The recommended way to do OLS in R is to use the lm function. The following example can be found in Dobson (1990) dand the manual-page of lm.

ctl <- c(4.17,5.58,5.18,6.11,4.50,4.61,5.17,4.53,5.33,5.14)
trt <- c(4.81,4.17,4.41,3.59,5.87,3.83,6.03,4.89,4.32,4.69)
group <- gl(2, 10, 20, labels = c("Ctl","Trt"))
weight <- c(ctl, trt)
lm.D9 <- lm(weight ~ group)
lm.D9
## 
## Call:
## lm(formula = weight ~ group)
## 
## Coefficients:
## (Intercept)     groupTrt  
##       5.032       -0.371

This shows how ROI could be used to solve the ordinary least squares problem. It is well know that OLS solves the following optimization problem. \[\underset{\beta}{\text{minimize}} ~ || y - X \beta ||_2^2\] Therefore we can easily solve this quadratic optimization problem by making use of ROI.

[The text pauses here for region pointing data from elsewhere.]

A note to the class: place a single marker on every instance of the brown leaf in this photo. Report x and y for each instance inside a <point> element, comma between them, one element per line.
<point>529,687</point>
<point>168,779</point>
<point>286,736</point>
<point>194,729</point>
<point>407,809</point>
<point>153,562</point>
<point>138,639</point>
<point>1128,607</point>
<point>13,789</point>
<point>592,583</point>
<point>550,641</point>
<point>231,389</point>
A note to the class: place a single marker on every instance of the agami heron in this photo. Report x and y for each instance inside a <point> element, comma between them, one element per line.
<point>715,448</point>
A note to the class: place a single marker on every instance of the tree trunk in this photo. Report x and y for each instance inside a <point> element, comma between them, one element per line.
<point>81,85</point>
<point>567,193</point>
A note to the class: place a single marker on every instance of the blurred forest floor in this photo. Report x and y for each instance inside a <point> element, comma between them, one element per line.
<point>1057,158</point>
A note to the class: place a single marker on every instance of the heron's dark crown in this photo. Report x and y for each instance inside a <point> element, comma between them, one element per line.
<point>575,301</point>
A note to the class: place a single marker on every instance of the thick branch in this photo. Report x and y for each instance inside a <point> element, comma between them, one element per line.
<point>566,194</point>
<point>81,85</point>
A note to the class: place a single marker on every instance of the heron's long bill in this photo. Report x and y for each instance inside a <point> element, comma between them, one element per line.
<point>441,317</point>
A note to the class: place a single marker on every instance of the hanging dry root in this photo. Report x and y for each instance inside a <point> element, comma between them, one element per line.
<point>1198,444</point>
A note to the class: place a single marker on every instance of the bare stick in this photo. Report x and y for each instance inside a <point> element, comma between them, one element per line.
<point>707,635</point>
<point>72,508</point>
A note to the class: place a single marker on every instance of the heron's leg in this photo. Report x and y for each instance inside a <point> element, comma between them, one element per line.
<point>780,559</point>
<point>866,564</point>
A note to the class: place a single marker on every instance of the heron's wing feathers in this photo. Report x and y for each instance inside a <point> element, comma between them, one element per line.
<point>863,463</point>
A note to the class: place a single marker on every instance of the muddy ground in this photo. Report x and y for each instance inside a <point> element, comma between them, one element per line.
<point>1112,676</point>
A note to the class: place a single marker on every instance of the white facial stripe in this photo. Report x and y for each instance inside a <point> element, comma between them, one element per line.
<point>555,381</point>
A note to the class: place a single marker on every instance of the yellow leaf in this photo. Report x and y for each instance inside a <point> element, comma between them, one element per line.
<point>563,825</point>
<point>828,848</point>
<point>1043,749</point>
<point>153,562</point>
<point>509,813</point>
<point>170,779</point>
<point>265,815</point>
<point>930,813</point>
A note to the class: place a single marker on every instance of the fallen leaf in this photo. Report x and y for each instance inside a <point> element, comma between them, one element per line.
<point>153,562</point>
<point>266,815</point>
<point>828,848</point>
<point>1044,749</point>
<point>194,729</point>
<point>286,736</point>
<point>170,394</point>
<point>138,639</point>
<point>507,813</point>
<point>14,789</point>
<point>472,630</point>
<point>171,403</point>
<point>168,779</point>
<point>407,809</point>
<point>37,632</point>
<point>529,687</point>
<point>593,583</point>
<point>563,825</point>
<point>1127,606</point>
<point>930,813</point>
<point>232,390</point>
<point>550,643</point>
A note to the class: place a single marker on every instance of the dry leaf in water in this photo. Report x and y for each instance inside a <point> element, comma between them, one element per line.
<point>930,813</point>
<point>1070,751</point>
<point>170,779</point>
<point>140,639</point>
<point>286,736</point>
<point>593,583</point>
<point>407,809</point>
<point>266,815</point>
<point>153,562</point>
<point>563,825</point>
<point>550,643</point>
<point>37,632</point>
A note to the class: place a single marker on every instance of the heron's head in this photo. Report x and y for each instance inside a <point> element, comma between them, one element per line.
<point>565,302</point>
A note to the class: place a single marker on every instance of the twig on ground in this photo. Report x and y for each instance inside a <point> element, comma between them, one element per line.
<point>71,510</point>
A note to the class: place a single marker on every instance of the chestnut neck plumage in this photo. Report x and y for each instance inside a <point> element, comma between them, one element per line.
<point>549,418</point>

Sys.setenv(ROI_LOAD_PLUGINS = FALSE)
suppressMessages(library(ROI))
library(ROI.plugin.qpoases)

X <- model.matrix(lm.D9)
y <- weight

Q <-  2 * t(X) %*% X
L <- -2 * t(y) %*% X
op <- OP(objective = Q_objective(Q = Q, L = L),
         bounds = V_bound(ld = -Inf, nobj = ncol(X)))
(sol <- ROI_solve(op))
## Optimal solution found.
## The objective value is: -4.704595e+02
(beta <- solution(sol))
## [1]  5.032 -0.371

References

  • Annette Dobson (1990). An Introduction to Generalized Linear Models.